Multinational companies repatriated $1.719 billion in profits and dividends during the first nine months of the current fiscal year — a 108% increase, according to the latest figures from the State Bank of Pakistan (SBP).
This increase indicates that the central bank continues to permit capital outflows from foreign investors, reflecting ongoing improvements in the external account, The News reported on Sunday.
In March, $157.9 million was sent home by multinational corporations and foreign investors who participated in the local stock market.
Pakistan posted a $1.2 billion record high current account surplus in March due to surging remittances. However, the country experienced a $97 million current account deficit in the previous month.
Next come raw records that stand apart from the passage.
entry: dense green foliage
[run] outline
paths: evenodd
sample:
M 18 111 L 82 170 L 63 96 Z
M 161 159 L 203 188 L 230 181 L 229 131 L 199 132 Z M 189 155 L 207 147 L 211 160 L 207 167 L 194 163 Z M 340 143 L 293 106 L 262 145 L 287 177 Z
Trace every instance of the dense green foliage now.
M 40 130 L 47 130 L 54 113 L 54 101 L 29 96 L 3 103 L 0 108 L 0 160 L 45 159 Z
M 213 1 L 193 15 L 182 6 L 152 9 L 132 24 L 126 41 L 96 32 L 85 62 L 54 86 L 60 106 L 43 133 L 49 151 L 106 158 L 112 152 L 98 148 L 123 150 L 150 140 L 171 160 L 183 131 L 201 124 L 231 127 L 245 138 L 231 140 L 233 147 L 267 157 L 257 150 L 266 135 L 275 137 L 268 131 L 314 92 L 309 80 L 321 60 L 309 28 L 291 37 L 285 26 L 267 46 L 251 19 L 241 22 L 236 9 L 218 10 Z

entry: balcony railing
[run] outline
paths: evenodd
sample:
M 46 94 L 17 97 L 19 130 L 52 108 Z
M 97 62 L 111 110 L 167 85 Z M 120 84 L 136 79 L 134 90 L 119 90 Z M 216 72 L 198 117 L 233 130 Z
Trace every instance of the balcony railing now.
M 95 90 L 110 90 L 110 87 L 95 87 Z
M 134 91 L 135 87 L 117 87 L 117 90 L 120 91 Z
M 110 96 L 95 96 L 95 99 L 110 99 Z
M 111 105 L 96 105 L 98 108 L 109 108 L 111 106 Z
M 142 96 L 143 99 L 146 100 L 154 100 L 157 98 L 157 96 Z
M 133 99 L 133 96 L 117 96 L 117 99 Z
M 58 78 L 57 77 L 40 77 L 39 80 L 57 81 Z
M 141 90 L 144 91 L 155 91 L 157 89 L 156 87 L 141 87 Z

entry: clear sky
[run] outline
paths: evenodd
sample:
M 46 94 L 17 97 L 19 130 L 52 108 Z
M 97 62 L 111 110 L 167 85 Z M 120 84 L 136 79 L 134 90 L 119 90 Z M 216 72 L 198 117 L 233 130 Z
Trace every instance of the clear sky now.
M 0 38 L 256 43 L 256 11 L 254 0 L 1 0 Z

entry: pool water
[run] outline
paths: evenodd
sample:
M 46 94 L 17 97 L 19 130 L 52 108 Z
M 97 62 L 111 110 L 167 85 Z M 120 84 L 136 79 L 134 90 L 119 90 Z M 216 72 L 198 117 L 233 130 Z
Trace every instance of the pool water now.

For the first nine months of the fiscal year 2025, Pakistan recorded a current account surplus of $1.9 billion, in contrast to a deficit of $1.7 billion during the same period last year.
The SBP expects forex reserves to reach over $14 billion in June. Currently, the SBP’s reserves stand at $10.57 billion — enough to cover two months of imports.
Pakistan’s net foreign direct investment (FDI) increased 14% to $1.644 billion for the July-March period of FY25. However, the country attracted FDI inflow of $25.7 million in March, compared with $294.2 million a year earlier.
Data from SBP showed that profit repatriation from the FDI increased to $1.649 billion during the July-March FY25 period, up from $764.3 million last year.
During this same period, profits and dividends from foreign private investments amounted to $70.8 million, compared with $61.7 million the year before.
The power sector experienced the highest outflow of profits and dividends in July-March FY25, amounting to $327.9 million, an increase from $113.5 million last year.
The food sector ranked second, with repatriations of $291 million, followed by the financial sector, which had outflows of $214.2 million during the first nine months of the current fiscal year.